Publishing rights cover the rights to publish your work in certain formats within a certain geographical area.
Format:
It is assumed that the book will be published in a traditional paper and ink, bound format, so this will probably not be spelled out. Your contract might list hardcover, trade or mass market bindings, but generally this is not covered in the rights section. It’s just assumed that they have the rights to all of the various paper and ink formats.
Other formats may be listed in this clause, such as e-books and audio books, or they may be listed under subsidiary rights. Either place is fine, but with the increase in popularity of these formats, they will probably be specified somewhere.
The fact that a publisher includes these formats in their rights does not necessarily mean that they will option them. It means that they have the right to option them. If it’s very important to you to have an audio format of your book, and your publisher has included that in their rights to be optioned, ask what percentage of the time they exercise this option or what conditions need to be met for them to do that. If chances are minimal that it will happen, you could try to separate that from the contract, allowing you to sell those options to someone else or exercise them yourself. But as a publisher, that might be a deal breaker for me. If I’m publishing the book, and someone else is doing an audio, and the audio is poor quality, that will damage my ability to sell the book. I, personally, will not take paper and ink, unless I also control the audio and e-book rights. So pick your battles. If this one isn’t a big deal to you, let it go.
Geographical Area:
Where will the publisher publish your book?
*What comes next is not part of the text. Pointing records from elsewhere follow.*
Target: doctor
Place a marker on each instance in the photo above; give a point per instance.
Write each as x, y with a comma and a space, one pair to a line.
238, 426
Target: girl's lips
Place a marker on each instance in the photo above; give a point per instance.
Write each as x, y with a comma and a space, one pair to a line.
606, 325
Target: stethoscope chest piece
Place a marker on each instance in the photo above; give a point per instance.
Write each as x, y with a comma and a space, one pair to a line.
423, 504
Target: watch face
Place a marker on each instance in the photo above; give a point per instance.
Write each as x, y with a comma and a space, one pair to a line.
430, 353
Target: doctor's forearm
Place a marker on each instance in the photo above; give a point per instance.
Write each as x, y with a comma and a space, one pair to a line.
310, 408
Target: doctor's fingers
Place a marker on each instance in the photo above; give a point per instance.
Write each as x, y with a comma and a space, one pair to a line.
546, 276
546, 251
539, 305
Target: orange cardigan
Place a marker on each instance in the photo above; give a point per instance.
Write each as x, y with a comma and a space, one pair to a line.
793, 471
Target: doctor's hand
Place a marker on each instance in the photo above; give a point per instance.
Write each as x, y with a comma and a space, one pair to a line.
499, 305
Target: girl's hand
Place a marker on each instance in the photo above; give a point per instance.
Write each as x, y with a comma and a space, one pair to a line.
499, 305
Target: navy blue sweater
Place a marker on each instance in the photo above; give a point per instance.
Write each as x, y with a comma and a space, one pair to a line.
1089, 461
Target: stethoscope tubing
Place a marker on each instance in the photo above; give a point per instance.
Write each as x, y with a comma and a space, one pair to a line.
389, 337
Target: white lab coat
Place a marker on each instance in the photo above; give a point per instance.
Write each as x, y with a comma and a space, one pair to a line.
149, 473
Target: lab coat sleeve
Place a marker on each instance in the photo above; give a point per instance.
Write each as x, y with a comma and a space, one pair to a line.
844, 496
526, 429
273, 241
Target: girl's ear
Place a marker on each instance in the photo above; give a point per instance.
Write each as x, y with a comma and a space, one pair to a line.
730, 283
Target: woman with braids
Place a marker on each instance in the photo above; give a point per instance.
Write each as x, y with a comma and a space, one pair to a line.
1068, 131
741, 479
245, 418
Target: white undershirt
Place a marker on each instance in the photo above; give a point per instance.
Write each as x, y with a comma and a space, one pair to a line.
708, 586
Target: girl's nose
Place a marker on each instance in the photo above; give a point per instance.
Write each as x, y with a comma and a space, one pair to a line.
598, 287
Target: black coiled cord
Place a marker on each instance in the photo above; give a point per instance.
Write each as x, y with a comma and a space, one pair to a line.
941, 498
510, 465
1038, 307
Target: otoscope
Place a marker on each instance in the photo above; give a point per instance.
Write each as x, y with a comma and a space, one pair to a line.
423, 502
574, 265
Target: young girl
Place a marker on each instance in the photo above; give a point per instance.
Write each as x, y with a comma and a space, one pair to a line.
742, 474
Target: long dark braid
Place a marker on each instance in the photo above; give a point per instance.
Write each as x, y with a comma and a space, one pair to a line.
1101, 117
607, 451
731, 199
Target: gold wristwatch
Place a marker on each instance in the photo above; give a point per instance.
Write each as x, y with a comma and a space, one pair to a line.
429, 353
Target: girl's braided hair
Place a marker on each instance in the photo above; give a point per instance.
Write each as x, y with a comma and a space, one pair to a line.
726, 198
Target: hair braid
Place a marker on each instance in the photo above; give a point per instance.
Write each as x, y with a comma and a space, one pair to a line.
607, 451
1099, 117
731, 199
There are several variations on geographic rights. These rights should be defined in your contract. I’ve included the most common terminology on geographic rights.
World Rights: Most publishers will ask for World Rights. This means they have the right to publish your work in every language and in every country in the world. They themselves won’t publish your title in all these areas. They will produce an English publication and sell it in the US, Canada, England, Australia and other English speaking countries. Then they will most likely sell the rights to other publishers to print the book in other languages and countries.
If you’ve got a title with the potential to be a huge seller in multiple countries, your publisher may only publish a U.S. version and sell the rights to publish in other English speaking companies–which include the rights to re-edit, redesign and retitle. (For example, JK Rowling’s 1st book is Harry Potter and The Sorceror’s Stone here in the US, but it is the Philospher’s Stone in England.)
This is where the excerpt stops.